To believe that only a few particularly weak and vulnerable minds could ever fall prey to such ideas is to ignore history and even the present. Our fallen human nature leaves us longing for a perfect world but unable to reach it; add a splash of hubris, and previously unthinkable violence suddenly becomes thinkable. It’s foolish to imagine people in our society—or any society—are somehow immune to the lure of utopian visions.

One former prisoner of the Khmer Rouge, a French academic, testified at the trial of “Comrade Duch” how shocked he was to discover that Duch had personally beaten prisoners. That’s when François Bizot realized his error, as journalist Thierry Cruvellier reported. Until then Bizot had “believed that we were—that I was—on the right side of humanity; that some men were monsters and, thank heaven, I could never be one of them.”

But Bizot saw in Comrade Duch “a man who looked like many friends of mine: a Marxist who was prepared to die for his country and for the Revolution. … I saw that this monster was, in fact, human, which was just as disturbing and terrifying.”
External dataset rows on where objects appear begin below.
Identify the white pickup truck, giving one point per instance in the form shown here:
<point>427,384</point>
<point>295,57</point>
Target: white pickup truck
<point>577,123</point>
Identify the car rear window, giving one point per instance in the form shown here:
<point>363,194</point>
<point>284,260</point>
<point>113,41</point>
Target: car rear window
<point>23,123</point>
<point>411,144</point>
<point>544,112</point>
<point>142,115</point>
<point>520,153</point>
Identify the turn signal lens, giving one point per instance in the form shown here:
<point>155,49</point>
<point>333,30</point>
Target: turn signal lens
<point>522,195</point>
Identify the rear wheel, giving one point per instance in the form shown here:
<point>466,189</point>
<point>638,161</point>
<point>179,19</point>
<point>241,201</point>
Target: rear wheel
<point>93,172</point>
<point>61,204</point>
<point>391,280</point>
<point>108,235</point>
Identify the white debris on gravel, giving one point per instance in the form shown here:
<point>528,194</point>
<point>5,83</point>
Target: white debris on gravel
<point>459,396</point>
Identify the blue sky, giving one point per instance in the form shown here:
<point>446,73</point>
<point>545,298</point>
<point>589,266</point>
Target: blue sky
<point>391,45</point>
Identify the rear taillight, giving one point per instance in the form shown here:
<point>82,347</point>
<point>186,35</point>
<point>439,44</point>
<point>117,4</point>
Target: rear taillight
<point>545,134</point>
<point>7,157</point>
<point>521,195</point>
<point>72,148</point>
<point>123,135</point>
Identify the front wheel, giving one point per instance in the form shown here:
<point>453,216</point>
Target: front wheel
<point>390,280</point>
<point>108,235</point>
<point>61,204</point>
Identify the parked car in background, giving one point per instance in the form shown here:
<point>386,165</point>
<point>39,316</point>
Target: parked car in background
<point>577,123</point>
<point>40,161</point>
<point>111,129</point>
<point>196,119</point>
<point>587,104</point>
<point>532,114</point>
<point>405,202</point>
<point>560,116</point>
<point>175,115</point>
Those surprised by the human capacity for evil don’t yet know themselves; as Solzenhitzyn famously observed, the line dividing good and evil cuts through the heart of every human being.

But it’s also true that those terrified by the discovery have not grasped the grace of God. Manickam survived until the communist Vietnamese kicked out the Khmer Rouge in January, 1979, following Pol Pot’s repeated provocations. Manickam and his wife had been thrown together in a forced mass-marriage ceremony in 1978; after a month they discovered they were both Christians, two of the few hundred still alive in Cambodia at the time.

Ironically, the single most totalitarian act the Khmer Rouge imposed on them—a forced marriage—became their greatest source of hope and strength. It renewed their faith and made it possible to believe that their suffering had a purpose.

They escaped to the Thai refugee camps on the border in 1980, came to the U.S. in 1981, and eventually made their way to Seattle, where they raised five children. Today Manickam has a ministry to Khmer churches in the Pacific Northwest and Cambodia. Once I asked him what it all meant. He can’t explain the tragedy of the Khmer Rouge, but he believes that out of naked evil God produced something good: the opportunity to minister to his countrymen. “If I hadn’t stayed in Cambodia,” he said, “I wouldn’t know the pain of the people.”

Les Sillars teaches journalism at Patrick Henry College; his book telling Manickam’s story, Intended for Evil: A Survivor’s Story of Love, Faith, and Courage in Cambodia’s Killing Fields, was published November 1 by Baker Books.